Le 18 mars 2011, le conseil d'administration de l'OFPRA a une nouvelle fois modifié la liste des pays d'origine sûrs afin d'y ajouter l'Albanie et le Kosovo.

A ce jour, la liste des pays d'origine sûrs est composée de seize pays : Albanie, Bénin, Bosnie-Herzégovine, Cap-Vert, Croatie, Ghana, Inde, Kosovo, Macédoine, Mali (pour les hommes uniquement), île Maurice, Mongolie, Sénégal, Serbie, Tanzanie et Ukraine.

Depuis l'entrée en vigueur de la première liste de pays d'origine sûrs en juillet 2005, la part de la demande d'asile en provenance de ces pays demeure relativement constante, comprise entre 5% et 10% de la demande d'asile globale. Près de 90% des demandes formulées par des ressortissants de ces pays sont placées par les préfectures en procédure prioritaire.

On observe néanmoins que l'inscription ou le retrait d'un pays a des conséquences rapides et importantes sur le flux de demandes.
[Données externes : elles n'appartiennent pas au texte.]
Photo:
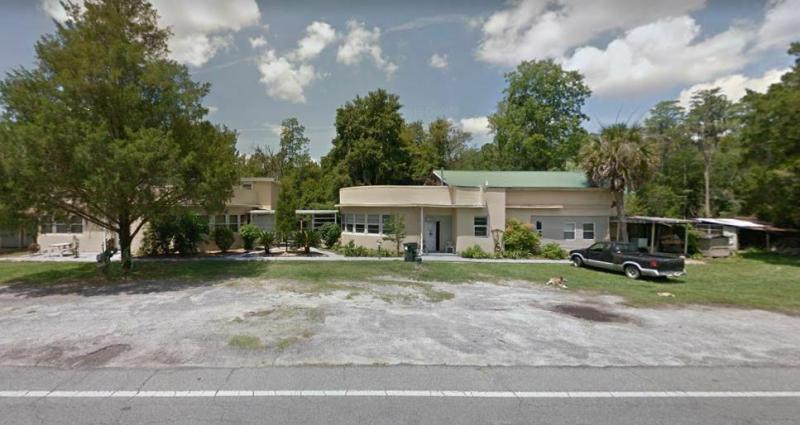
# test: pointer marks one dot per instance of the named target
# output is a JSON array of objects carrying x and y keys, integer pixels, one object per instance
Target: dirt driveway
[{"x": 249, "y": 322}]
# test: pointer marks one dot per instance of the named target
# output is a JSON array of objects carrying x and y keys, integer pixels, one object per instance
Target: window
[
  {"x": 480, "y": 225},
  {"x": 569, "y": 230},
  {"x": 349, "y": 221},
  {"x": 72, "y": 224},
  {"x": 360, "y": 223},
  {"x": 233, "y": 223},
  {"x": 220, "y": 220},
  {"x": 385, "y": 219},
  {"x": 588, "y": 230},
  {"x": 373, "y": 223}
]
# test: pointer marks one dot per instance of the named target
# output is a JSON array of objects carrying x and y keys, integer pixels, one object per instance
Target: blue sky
[{"x": 268, "y": 61}]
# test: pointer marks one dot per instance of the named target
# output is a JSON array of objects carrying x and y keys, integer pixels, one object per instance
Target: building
[
  {"x": 472, "y": 207},
  {"x": 253, "y": 201}
]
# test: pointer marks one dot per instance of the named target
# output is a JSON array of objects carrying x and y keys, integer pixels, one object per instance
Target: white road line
[{"x": 397, "y": 393}]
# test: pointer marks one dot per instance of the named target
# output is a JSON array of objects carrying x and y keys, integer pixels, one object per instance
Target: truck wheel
[{"x": 632, "y": 272}]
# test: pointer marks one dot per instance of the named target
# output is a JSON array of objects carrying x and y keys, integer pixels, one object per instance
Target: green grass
[
  {"x": 247, "y": 342},
  {"x": 752, "y": 280}
]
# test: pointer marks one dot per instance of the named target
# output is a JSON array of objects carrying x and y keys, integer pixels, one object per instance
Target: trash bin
[{"x": 410, "y": 250}]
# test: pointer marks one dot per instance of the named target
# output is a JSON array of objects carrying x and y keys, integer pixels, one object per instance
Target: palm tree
[{"x": 619, "y": 159}]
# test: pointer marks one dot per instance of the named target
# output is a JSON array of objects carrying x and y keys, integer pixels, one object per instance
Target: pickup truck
[{"x": 625, "y": 257}]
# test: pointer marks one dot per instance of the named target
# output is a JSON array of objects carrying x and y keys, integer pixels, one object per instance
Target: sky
[{"x": 270, "y": 60}]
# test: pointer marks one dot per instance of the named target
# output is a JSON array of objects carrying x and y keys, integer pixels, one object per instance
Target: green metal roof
[{"x": 518, "y": 179}]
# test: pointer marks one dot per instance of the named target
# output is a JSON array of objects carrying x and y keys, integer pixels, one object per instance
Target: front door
[{"x": 431, "y": 236}]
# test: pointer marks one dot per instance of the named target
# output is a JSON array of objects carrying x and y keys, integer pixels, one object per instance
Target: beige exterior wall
[
  {"x": 554, "y": 208},
  {"x": 91, "y": 240},
  {"x": 262, "y": 194}
]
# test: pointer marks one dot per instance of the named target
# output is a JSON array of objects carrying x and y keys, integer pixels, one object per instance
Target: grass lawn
[{"x": 752, "y": 280}]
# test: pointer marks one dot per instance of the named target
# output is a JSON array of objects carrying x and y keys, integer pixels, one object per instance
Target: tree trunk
[
  {"x": 707, "y": 183},
  {"x": 622, "y": 227},
  {"x": 125, "y": 240}
]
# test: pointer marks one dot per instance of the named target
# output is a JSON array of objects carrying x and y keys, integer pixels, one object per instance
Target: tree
[
  {"x": 771, "y": 142},
  {"x": 708, "y": 122},
  {"x": 395, "y": 231},
  {"x": 619, "y": 159},
  {"x": 293, "y": 145},
  {"x": 107, "y": 128},
  {"x": 369, "y": 148},
  {"x": 440, "y": 147},
  {"x": 537, "y": 125}
]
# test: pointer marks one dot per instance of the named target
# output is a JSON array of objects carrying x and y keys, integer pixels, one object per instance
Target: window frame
[
  {"x": 584, "y": 232},
  {"x": 564, "y": 231},
  {"x": 484, "y": 226}
]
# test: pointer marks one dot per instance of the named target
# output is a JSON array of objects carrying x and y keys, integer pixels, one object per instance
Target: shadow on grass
[
  {"x": 772, "y": 258},
  {"x": 659, "y": 280},
  {"x": 145, "y": 278}
]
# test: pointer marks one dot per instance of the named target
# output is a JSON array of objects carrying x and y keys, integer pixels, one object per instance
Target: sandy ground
[{"x": 391, "y": 322}]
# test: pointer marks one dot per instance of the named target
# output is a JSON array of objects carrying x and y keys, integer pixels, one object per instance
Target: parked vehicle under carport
[{"x": 627, "y": 258}]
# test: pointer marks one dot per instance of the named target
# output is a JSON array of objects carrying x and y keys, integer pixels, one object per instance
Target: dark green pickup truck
[{"x": 625, "y": 257}]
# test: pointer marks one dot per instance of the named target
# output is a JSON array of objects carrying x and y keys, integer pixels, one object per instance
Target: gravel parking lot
[{"x": 260, "y": 322}]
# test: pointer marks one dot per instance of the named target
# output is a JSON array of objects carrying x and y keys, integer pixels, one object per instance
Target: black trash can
[{"x": 410, "y": 250}]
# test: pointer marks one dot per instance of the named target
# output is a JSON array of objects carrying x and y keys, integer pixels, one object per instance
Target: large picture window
[
  {"x": 569, "y": 230},
  {"x": 588, "y": 230},
  {"x": 481, "y": 225}
]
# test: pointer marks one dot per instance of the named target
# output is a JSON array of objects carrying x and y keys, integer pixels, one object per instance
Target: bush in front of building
[
  {"x": 519, "y": 240},
  {"x": 308, "y": 239},
  {"x": 267, "y": 239},
  {"x": 475, "y": 251},
  {"x": 553, "y": 251},
  {"x": 330, "y": 233},
  {"x": 250, "y": 233},
  {"x": 181, "y": 233},
  {"x": 223, "y": 237}
]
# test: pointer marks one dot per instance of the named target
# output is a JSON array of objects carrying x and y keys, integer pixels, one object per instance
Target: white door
[{"x": 430, "y": 236}]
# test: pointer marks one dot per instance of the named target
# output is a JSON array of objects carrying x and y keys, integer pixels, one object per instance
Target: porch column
[
  {"x": 686, "y": 240},
  {"x": 421, "y": 228},
  {"x": 653, "y": 237}
]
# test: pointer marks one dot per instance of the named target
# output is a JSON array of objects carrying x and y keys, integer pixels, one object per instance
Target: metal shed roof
[{"x": 514, "y": 179}]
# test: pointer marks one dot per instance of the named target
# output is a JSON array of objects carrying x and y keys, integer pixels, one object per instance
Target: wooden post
[
  {"x": 686, "y": 240},
  {"x": 653, "y": 237}
]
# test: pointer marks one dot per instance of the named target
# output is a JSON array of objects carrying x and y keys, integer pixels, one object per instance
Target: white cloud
[
  {"x": 734, "y": 87},
  {"x": 477, "y": 126},
  {"x": 200, "y": 28},
  {"x": 536, "y": 29},
  {"x": 285, "y": 80},
  {"x": 660, "y": 54},
  {"x": 318, "y": 36},
  {"x": 438, "y": 61},
  {"x": 258, "y": 42},
  {"x": 360, "y": 42},
  {"x": 780, "y": 24}
]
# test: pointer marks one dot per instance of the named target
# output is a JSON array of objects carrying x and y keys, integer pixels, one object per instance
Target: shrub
[
  {"x": 475, "y": 251},
  {"x": 353, "y": 250},
  {"x": 520, "y": 238},
  {"x": 330, "y": 233},
  {"x": 249, "y": 233},
  {"x": 189, "y": 232},
  {"x": 174, "y": 233},
  {"x": 267, "y": 239},
  {"x": 223, "y": 237},
  {"x": 553, "y": 251},
  {"x": 307, "y": 239}
]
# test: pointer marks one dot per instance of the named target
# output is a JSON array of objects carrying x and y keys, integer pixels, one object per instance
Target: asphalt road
[{"x": 401, "y": 394}]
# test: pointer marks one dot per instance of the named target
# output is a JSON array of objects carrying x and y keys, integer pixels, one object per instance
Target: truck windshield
[{"x": 627, "y": 247}]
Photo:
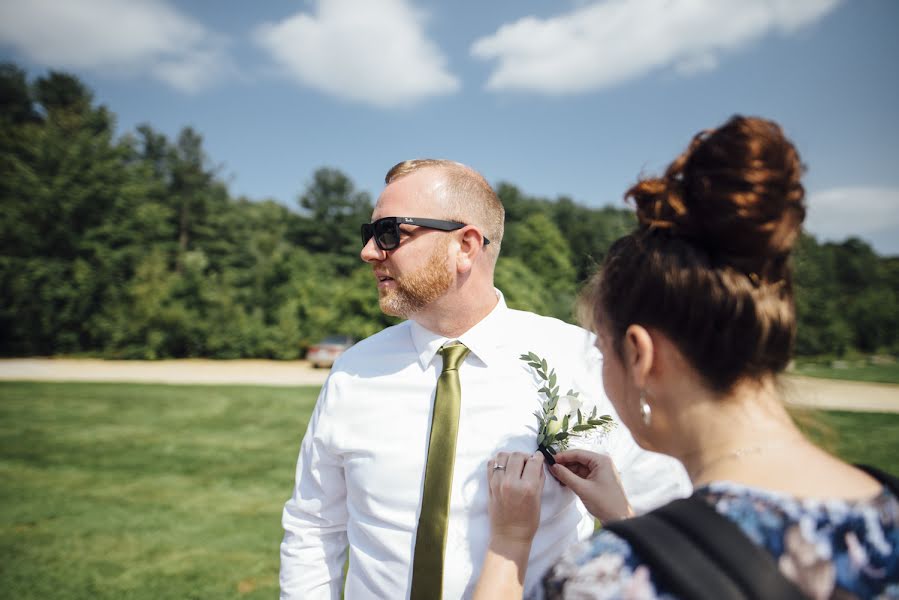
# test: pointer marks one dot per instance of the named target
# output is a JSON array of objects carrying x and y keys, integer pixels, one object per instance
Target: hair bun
[{"x": 735, "y": 192}]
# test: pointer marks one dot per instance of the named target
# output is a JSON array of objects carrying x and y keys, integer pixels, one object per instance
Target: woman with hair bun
[{"x": 695, "y": 318}]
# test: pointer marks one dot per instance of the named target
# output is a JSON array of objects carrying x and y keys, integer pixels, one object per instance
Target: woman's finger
[
  {"x": 533, "y": 467},
  {"x": 584, "y": 457},
  {"x": 515, "y": 465}
]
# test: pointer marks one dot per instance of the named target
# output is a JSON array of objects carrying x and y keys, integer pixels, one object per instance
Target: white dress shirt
[{"x": 361, "y": 467}]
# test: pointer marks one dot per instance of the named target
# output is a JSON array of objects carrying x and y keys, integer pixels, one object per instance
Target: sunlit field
[{"x": 120, "y": 491}]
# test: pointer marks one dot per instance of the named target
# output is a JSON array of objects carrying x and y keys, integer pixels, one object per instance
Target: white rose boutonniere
[{"x": 561, "y": 418}]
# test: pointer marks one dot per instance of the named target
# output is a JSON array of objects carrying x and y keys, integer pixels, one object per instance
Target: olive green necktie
[{"x": 430, "y": 538}]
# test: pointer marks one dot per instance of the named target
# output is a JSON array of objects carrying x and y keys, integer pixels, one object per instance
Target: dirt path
[{"x": 803, "y": 391}]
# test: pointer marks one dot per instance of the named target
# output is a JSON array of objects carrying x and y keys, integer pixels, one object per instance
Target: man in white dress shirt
[{"x": 362, "y": 461}]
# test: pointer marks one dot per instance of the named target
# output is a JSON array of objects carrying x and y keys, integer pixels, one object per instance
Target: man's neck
[{"x": 453, "y": 315}]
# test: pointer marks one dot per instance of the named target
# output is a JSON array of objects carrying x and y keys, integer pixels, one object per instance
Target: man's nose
[{"x": 371, "y": 252}]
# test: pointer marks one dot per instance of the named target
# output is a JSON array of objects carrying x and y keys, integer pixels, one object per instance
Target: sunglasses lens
[
  {"x": 367, "y": 232},
  {"x": 387, "y": 234}
]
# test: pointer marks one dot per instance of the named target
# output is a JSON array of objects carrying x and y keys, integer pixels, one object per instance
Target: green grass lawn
[
  {"x": 145, "y": 491},
  {"x": 857, "y": 370},
  {"x": 125, "y": 491}
]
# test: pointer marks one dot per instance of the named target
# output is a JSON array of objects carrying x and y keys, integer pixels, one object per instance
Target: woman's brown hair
[{"x": 708, "y": 264}]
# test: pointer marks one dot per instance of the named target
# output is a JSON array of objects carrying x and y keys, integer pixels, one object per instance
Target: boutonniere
[{"x": 561, "y": 417}]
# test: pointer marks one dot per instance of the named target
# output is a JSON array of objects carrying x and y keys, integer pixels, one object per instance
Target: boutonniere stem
[{"x": 561, "y": 417}]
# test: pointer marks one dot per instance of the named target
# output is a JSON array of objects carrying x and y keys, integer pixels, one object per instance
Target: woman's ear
[{"x": 639, "y": 354}]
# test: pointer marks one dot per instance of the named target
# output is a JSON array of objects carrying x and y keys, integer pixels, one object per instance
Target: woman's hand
[
  {"x": 514, "y": 496},
  {"x": 594, "y": 478},
  {"x": 514, "y": 492}
]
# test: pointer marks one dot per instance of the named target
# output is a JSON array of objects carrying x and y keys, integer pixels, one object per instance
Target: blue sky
[{"x": 569, "y": 97}]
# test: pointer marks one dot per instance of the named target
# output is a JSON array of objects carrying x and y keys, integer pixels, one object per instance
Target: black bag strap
[{"x": 699, "y": 554}]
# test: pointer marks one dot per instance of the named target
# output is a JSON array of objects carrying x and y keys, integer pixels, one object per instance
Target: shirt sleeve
[
  {"x": 650, "y": 479},
  {"x": 314, "y": 547}
]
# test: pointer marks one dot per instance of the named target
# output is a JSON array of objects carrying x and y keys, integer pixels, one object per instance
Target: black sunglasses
[{"x": 386, "y": 231}]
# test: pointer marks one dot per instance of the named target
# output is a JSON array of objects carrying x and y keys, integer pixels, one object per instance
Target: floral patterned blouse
[{"x": 830, "y": 548}]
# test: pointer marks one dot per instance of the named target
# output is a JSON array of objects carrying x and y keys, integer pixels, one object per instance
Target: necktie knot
[{"x": 453, "y": 355}]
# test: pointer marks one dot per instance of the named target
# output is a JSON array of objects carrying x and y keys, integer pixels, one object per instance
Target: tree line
[{"x": 133, "y": 247}]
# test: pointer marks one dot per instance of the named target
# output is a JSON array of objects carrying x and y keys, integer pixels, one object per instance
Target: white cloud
[
  {"x": 603, "y": 44},
  {"x": 371, "y": 52},
  {"x": 871, "y": 213},
  {"x": 111, "y": 36}
]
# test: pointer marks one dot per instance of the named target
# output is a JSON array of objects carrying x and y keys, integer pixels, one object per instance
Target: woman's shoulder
[{"x": 819, "y": 544}]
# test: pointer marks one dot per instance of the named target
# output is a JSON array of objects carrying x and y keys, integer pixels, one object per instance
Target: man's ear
[
  {"x": 472, "y": 244},
  {"x": 639, "y": 354}
]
Ainsi la demande d'asile émanant de ressortissants du Kosovo a-t-elle baissé de 30% entre son inscription sur la liste en mars 2011 et le 1 er juillet 2011. A contrario , postérieurement à la décision du Conseil d'Etat retirant l'Arménie de la liste, la demande d'asile arménienne a augmenté de 100%, retrouvant à l'issue du premier semestre 2011 le niveau antérieur à son inscription.


* 7 Circulaire n° NOR IOCL1107084C du 1 er avril 2011.

* 8 OFPRA, Rapport annuel pour 2010, page 15.